I think I found one of Justin's ( 

 yankee2bbq
 ) high school pics. Got dem tooths going early in life   







Robert


----------



## GonnaSmoke (Jul 1, 2022)

I see the resemblance for sure and the guy looks a little like him, too...


----------



## indaswamp (Jul 1, 2022)

I was fishing with a dentist freind of mine one day along a rock jetty with bait shrimp on a jighead bouncing it off the rocks looking for speckled trout. He caught a giant sheepshead fish...it would have won the CCA STAR tournament if he would have entered it. I guesstimate the fish to have weighed 10-12#. Anyways, he was having trouble getting the hook out and messed up a lot of teeth in the process. He was about to nudge it over the side of the boat with his foot when I said, "Doc, put that fish in the motor well and bring him back to the office! He needs dental work!!!!" LOL!!!!!!!!!!!!!!!!!!!!!!!!!!!!!!!!!!! He was pissed that he threw that fish back. Would have won a boat motor and trailer worth $20,000.


----------



## GonnaSmoke (Jul 1, 2022)

indaswamp said:


> I was fishing with a dentist freind of mine one day along a rock jetty with bait shrimp on a jighead bouncing it off the rocks looking for speckled trout. He caught a giant sheepshead fish...it would have won the CCA STAR tournament if he would have entered it. I guesstimate the fish to have weighed 10-12#. Anyways, he was having trouble getting the hook out and messed up a lot of teeth in the process. He was about to nudge it over the side of the boat with his foot when I said, "Doc, put that fish in the motor well and bring him back to the office! He needs dental work!!!!" LOL!!!!!!!!!!!!!!!!!!!!!!!!!!!!!!!!!!! He was pissed that he threw that fish back. Would have won a boat motor and trailer worth $20,000.

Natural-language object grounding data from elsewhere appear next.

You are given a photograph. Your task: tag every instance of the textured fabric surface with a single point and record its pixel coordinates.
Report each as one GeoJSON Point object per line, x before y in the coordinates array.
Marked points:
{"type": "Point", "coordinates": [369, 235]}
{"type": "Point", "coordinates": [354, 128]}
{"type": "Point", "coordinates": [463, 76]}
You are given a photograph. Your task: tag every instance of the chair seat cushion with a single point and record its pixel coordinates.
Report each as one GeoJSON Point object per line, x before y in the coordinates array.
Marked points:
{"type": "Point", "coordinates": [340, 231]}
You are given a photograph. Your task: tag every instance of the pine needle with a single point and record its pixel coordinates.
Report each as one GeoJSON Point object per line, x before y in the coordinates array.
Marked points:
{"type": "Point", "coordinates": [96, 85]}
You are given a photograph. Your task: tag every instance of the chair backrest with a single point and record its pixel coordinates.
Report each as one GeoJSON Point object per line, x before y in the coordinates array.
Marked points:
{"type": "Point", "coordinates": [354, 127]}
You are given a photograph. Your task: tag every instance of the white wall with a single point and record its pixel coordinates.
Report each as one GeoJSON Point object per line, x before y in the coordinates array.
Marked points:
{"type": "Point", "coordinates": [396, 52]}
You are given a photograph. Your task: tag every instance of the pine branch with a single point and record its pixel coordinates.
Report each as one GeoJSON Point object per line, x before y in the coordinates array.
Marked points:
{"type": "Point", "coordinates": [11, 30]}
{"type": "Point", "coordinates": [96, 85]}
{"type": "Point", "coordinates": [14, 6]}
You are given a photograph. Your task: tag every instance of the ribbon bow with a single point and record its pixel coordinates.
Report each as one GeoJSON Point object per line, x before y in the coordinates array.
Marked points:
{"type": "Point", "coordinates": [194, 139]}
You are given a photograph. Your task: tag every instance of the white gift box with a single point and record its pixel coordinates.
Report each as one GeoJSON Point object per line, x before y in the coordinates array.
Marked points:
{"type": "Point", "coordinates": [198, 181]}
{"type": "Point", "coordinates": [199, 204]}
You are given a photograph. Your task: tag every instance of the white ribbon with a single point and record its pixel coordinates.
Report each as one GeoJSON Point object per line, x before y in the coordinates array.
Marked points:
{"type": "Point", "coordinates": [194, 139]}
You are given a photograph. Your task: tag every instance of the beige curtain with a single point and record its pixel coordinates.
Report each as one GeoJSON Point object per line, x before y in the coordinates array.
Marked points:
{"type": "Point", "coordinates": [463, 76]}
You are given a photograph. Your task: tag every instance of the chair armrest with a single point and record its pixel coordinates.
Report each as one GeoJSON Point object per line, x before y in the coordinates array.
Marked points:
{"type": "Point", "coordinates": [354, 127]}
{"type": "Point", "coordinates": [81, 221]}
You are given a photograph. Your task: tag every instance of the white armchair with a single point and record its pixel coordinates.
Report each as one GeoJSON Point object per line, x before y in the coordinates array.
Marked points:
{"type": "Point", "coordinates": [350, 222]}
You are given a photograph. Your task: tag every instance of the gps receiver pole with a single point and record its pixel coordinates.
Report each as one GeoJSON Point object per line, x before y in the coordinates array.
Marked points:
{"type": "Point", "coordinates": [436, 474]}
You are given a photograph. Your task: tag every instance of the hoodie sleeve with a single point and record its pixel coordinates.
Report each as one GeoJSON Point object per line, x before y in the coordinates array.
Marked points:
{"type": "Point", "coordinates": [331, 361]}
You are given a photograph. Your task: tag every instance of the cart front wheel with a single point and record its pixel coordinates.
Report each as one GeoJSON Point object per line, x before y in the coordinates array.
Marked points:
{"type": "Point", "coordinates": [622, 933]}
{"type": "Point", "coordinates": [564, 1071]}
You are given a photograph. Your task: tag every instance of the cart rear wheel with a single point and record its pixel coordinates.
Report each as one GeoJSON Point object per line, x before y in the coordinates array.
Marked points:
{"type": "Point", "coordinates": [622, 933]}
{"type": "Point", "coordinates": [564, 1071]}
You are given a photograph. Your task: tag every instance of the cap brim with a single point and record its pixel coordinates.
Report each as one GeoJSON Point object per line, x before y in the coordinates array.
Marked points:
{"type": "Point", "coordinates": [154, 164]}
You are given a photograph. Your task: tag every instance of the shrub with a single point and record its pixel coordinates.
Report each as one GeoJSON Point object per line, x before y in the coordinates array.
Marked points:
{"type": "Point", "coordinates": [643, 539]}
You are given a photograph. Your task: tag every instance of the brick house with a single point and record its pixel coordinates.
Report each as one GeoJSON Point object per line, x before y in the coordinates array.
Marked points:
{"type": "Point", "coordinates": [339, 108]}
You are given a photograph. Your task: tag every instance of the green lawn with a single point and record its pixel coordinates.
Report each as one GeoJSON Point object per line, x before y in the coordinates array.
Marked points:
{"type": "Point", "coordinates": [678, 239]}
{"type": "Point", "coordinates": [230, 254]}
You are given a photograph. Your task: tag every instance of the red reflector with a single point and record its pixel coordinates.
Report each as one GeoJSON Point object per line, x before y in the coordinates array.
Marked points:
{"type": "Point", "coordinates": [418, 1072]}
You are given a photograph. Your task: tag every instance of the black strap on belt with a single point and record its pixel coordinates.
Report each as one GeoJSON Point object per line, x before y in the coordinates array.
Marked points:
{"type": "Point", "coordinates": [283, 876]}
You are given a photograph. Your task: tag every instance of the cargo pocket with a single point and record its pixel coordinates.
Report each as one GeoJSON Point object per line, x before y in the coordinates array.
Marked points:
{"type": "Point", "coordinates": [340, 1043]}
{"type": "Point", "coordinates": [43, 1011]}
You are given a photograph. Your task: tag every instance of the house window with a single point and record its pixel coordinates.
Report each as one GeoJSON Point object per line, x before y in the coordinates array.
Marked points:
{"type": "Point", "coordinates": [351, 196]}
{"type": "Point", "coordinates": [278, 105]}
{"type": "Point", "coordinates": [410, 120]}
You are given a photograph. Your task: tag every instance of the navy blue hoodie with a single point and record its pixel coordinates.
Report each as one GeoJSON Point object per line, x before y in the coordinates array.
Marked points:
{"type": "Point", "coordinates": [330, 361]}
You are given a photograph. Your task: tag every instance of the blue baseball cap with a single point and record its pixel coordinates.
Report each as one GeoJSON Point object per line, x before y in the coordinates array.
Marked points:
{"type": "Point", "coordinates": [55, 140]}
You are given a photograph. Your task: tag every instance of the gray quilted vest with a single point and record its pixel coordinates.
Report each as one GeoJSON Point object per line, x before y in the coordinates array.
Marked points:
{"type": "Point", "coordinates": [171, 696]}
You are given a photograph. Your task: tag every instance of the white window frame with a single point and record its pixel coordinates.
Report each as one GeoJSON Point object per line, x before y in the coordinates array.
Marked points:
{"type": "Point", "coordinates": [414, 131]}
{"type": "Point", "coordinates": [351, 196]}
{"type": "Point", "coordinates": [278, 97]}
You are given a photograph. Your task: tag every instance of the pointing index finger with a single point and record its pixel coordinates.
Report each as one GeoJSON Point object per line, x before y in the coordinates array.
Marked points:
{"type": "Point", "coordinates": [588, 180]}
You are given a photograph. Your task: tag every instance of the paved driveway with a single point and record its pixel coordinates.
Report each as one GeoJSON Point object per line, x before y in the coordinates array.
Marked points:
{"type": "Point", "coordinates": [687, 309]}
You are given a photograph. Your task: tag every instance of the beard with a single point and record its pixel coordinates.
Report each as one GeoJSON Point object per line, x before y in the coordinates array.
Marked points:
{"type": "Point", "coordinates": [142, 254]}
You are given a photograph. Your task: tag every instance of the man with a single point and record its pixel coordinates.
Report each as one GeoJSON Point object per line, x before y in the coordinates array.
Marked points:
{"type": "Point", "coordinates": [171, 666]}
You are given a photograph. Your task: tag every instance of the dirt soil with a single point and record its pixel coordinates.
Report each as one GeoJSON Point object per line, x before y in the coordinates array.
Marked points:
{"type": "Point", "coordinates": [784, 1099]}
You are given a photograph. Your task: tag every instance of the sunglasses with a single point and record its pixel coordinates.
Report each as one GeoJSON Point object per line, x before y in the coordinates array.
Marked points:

Sheepshead are excellent to eat, too...


----------



## yankee2bbq (Jul 1, 2022)

tx smoker said:


> I think I found one of Justin's (
> 
> yankee2bbq
> ) high school pics. Got dem tooths going early in life
> ...


----------



## Brokenhandle (Jul 1, 2022)

I love it!

Ryan


----------



## gmc2003 (Jul 2, 2022)

Ok, I'll ask the question everyone is wanting to ask. Is that Justin on the left or right?

He'd be picking and a grinning 

Chris


----------



## tx smoker (Jul 2, 2022)

gmc2003 said:


> Ok, I'll ask the question everyone is wanting to ask. Is that Justin on the left or right?


Depends on whether you're standing in front of them or behind them   Good question though....

Robert


----------



## yankee2bbq (Jul 2, 2022)

Robert and Chris, 
That is actually a picture of my sister. 
And I don’t know who the person on the right is. But, he sure does have a purdy smile


----------



## robrpb (Jul 2, 2022)

Very Funny.

Rob


----------



## gmc2003 (Jul 2, 2022)

yankee2bbq said:


> Robert and Chris,
> That is actually a picture of my sister.
> And I don’t know who the person on the right is. But, he sure does have a purdy smile
> View attachment 636247


 Banjos for you ole buddy.

Chris


----------